(For the audio version of this blog, please visit: http://brothersinchristcmf.org/wp-content/uploads/2021/11/Mass-Blog-for-the-32nd-Sunday-in-Ordinary-time-2021.mp3)
One thing that hasn’t changed in this world since Jesus walked among us is humanity’s B.S. mastery. A recent article by a business-to-business writer defines a B.S. artist as “someone intentionally or unintentionally, consciously or unconsciously, communicating something with little regard for the truth, genuine evidence or established knowledge.”
Many have more faith in their own B.S. than in matters of substance—like the truth of Jesus. In fact some believe devoutly that Jesus was King of the B.S.rs. They love challenging his truths, as Pontius Pilate did at Jesus’s trial.
So imagine Jesus facing Pilate before being sentenced to death for, as witnesses testified, claiming to be a King. In his effort to detect B.S., Pilate asks: “Are you a King?” Jesus turns the tables. “YOU say I am a king.” Then he explains HIS concept of kingship: to testify to the truth. This confuses Pilate, because he couldn’t conceive of this as a purpose fit for a king. Like the B.S.er he was, Pilate lacked any meaningful connection to truth and asks, “What is truth?”
Jesus doesn’t answer in words, but for the first time, Pilate gets his answer via the truth of Jesus’ royal bearing. He then testifies to the accusing crowd, “I find no guilt in him.”
Why didn’t Jesus need words to define truth for Pilate? Because like our Teacher, his students ARE God’s living words.
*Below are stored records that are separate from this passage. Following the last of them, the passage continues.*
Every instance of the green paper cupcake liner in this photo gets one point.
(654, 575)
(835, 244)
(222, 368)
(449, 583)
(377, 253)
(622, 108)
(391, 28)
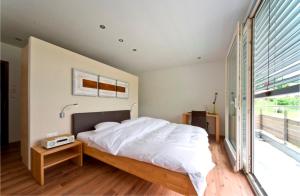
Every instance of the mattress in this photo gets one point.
(177, 147)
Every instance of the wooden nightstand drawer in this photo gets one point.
(42, 158)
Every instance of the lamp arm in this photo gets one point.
(66, 107)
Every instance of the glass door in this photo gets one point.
(245, 90)
(232, 141)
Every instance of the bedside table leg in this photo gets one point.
(37, 169)
(78, 160)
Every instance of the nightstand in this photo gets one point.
(42, 158)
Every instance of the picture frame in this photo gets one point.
(107, 87)
(84, 83)
(122, 89)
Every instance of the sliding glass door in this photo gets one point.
(232, 130)
(276, 97)
(245, 91)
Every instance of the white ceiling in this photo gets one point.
(165, 32)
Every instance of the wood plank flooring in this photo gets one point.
(97, 178)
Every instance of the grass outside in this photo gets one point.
(277, 106)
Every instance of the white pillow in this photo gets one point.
(105, 125)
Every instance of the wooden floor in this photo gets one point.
(96, 178)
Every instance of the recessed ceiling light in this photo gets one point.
(18, 39)
(102, 26)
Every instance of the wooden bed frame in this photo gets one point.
(175, 181)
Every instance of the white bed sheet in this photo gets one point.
(177, 147)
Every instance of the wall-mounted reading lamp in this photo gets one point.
(62, 113)
(131, 107)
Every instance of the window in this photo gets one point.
(277, 48)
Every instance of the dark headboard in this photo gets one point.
(82, 122)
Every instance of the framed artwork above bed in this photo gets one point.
(84, 83)
(89, 84)
(107, 87)
(122, 89)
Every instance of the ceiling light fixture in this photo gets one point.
(18, 39)
(102, 26)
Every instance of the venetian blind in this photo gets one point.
(277, 45)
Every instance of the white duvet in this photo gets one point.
(177, 147)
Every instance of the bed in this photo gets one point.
(83, 125)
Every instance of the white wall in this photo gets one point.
(12, 54)
(50, 88)
(168, 93)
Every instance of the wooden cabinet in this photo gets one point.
(42, 158)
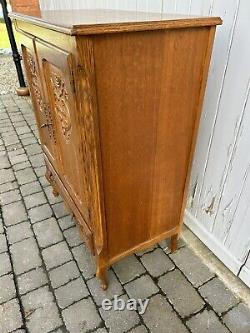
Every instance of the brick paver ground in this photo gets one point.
(47, 281)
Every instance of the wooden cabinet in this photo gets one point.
(117, 98)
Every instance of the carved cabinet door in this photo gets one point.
(38, 95)
(57, 70)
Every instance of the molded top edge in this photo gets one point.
(96, 21)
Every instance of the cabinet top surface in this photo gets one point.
(95, 21)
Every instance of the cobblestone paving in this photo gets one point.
(47, 281)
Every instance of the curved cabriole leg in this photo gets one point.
(174, 240)
(51, 180)
(54, 191)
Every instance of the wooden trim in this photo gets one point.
(144, 26)
(90, 29)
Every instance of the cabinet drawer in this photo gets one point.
(54, 179)
(56, 69)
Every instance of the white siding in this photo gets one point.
(218, 209)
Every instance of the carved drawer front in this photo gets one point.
(57, 69)
(40, 104)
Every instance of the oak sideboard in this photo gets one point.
(117, 97)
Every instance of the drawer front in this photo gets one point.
(39, 99)
(83, 227)
(56, 69)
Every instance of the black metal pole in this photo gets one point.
(16, 56)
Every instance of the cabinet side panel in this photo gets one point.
(148, 87)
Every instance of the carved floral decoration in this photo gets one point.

Jesus told his disciples he was the way, the truth and the life, and that whoever believes in him will do the works he does–and even greater ones.
That truth seems like B.S. to a world so steeped in its own B.S. that, like Pilate, it can’t tell the truth. But the truth Jesus teaches is a faith-based light our lives project so others wandering in darkness can find their way along our shared earthly journey—without concern for how or when that path will end.
Sunday’s readings offer examples of lives that shine the light of divine truth.
The gospel (Mk 12:38-44) finds Jesus seated across from the treasury—the place where people paid funds entrusted to the priests for distribution to the community’s needy. He sees a poor widow deposit two small coins, worth a few cents. This is one of those rare moments when one of the people he’s here to save amazes him and inspires a moment of truth.
“Amen, I say to you, this poor widow put in more than all the other contributors to the treasury. For they have all contributed from their surplus wealth, but she, from her poverty, has contributed all she had, her whole livelihood.”
This fearless woman was among those whom such contributions were meant to help. But her faith was invested in the truth of God’s greatest commandments (love of God and neighbor), and for Jesus, it made her stand out from among the B.S.rs he called hypocrites—much as the poor widow of Sunday’s first reading (1 Kgs 17:10-16) did in the prophet Elijah’s time. She ended up sharing the last scraps of everything she had with that prophet. Her fearlessness was fed by the faith Elijah offered her that “The jar of flour shall not go empty, nor the jug of oil run dry, until the day when the LORD sends rain upon the earth.”
B.S.rs live in fear of drought and death. By doing and saying anything and everything to escape their mortality, they die a thousand times. Those who live by the faith Paul describes in Sunday’s letter to the Hebrews realize we only die once (Heb 9:24-28). So while waiting to see what comes after that, we might as well live the truth that sets us free in this life.